RUU Budaya Pertanian akan Lindungi Lahan Petani

Rabu , 17 Jan 2018, 14:57 WIB
Anggota Komisi IV DPR RI Firman Soebagyo
Foto: Dokumentasi DPR RI
Anggota Komisi IV DPR RI Firman Soebagyo

REPUBLIKA.CO.ID, JAKARTA -- Wakil Ketua Badan Legislasi (Baleg) Dewan Perwakilan Rakyat Republik Indonesia (DPR RI), Firman Soebagyo menyampaikan lahan pertanian semakin tergerus. Hal itu seiring dengan pertumbuhan penduduk dan kebutuhan tanah untuk keperluan non pertanian. Alih fungsi lahan kian banyak, sementara perlindungan lahan dan percetakan sawah baru menghadapi kendala yang rumit.
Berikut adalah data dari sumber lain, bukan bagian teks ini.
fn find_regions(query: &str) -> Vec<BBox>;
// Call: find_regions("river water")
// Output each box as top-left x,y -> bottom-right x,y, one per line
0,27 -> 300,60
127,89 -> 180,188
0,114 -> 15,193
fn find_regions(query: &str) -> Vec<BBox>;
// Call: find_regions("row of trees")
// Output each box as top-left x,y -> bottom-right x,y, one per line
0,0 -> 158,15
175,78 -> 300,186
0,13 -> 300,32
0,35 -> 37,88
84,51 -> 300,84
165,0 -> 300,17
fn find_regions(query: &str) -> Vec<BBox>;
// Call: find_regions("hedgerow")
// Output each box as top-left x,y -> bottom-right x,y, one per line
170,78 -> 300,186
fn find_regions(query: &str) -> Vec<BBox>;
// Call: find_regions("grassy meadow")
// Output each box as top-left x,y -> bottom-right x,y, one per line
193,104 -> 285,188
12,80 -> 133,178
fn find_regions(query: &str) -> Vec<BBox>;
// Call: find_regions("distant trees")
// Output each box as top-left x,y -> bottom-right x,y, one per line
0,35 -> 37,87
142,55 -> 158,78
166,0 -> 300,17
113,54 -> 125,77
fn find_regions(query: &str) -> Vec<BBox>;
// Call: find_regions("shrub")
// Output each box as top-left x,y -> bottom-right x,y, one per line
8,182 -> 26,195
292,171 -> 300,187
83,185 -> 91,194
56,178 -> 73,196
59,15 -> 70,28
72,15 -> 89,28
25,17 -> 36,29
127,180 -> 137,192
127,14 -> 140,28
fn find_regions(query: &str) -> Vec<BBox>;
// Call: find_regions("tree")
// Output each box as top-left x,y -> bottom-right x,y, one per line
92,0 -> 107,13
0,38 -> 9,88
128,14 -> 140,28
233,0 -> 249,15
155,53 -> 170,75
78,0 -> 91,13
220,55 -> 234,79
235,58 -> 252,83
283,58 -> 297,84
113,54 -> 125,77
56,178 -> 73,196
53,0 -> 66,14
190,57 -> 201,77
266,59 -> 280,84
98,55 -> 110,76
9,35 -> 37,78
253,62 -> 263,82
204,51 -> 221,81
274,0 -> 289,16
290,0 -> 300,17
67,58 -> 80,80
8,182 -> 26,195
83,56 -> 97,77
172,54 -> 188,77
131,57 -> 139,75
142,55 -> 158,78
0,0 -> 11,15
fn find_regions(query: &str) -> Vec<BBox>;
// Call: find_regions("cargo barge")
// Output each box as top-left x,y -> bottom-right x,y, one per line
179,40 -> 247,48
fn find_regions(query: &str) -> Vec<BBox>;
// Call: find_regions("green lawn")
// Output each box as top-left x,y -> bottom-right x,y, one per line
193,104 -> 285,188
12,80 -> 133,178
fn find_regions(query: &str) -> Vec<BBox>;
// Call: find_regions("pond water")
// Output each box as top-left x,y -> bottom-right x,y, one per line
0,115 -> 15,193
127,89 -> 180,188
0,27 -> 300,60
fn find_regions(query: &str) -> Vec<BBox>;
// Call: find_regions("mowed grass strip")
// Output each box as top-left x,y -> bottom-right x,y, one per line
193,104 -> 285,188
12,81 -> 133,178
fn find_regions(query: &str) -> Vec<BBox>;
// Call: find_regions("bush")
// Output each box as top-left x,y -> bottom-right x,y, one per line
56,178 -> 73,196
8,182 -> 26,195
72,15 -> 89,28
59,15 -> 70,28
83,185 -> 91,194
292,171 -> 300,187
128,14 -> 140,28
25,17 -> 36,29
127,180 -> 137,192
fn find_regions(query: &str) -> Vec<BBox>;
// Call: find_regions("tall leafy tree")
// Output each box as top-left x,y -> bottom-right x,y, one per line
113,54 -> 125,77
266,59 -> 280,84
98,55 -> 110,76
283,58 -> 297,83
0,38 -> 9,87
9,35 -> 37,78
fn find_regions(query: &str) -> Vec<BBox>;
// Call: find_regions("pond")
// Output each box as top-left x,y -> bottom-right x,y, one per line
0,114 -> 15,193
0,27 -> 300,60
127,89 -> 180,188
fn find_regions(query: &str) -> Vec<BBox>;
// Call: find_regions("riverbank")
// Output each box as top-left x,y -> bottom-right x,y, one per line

Untuk menghadapi masalah itu, kata Firman, ke depannya Rancangan Undang-Undang (RUU) Tentang Sistem Budidaya Pertanian yang sedang dirancang akan melindungi lahan pertanian. Lanjutnya, jika memang pengaturan budidaya lahan pertanian berkelanjutan itu tidak ada sanksi, maka tidak menutup kemungkinan pihaknya akan segera melakukan revisi.

 

"Kemudian memberikan sanksi kepada siapapun yang melakukan alih fungsi lahan pertanian," ujar Politikus Partai Golkar, dalam siaran pers yang diterima Republika.co.id, Rabu (16/1).

 

Menurut Firman, berkurangnya lahan pertanian disebabkan untuk memenuhi kebutuhan perumahan dan industri. Dikarenakan jumlah masyarakat yang semakin banyak, sehingga lahan pertanian semakin menyempit. Firman mengungkapkan, bahkan saat ini terjadi manipulasi lahan. Yakni yang seharusnya lahan basah pertanian dipertahankan menjadi tempat menanam padi malah justru diuruk dan dijadikan perumahan.

 

Banyak lahan basah yang dikonvensi menjadi lahan kering lalu dimanfaatkan untuk kepentingan industri, perumahan dan sebagainya. "Padahal itu sebetulnya lahan pertanian," keluhnya.

 

Selain alih fungsi lahan, Firman juga menyampaikan tentang fokus dan konsentrasi dunia internasional saat ini pada pangan dan energi. Menurutnya produksi pangan dunia harus ditingkatkan untuk mengantisipasi semakin parahnya krisis kebutuhan pokok.

 

Itu terjadi, kata Firman, akibat laju pertumbuhan penduduk yang amat tinggi, dan jumlah penduduk dunia diperkirakan akan terus meningkat pada tahun 2050 dari saat ini. Menjadi penting, karena hasil rilis dari PBB itu akan terjadi peningkatan jumlah penduduk dunia, yang jumlahnya hari ini tujuh miliar manusia di tahun 2050 itu akan terjadi pergeseran kurang lebih mencapai 9,7 miliar manusia.

 

Maka dengan demikian, Firman menyatakan, ada konsekuensi terhadap kebutuhan pangan dan energi. Oleh karena itu sekarang ini negara-negara maju sedang konsentrasi penuh terhadap industri energi kemudian industri pangan.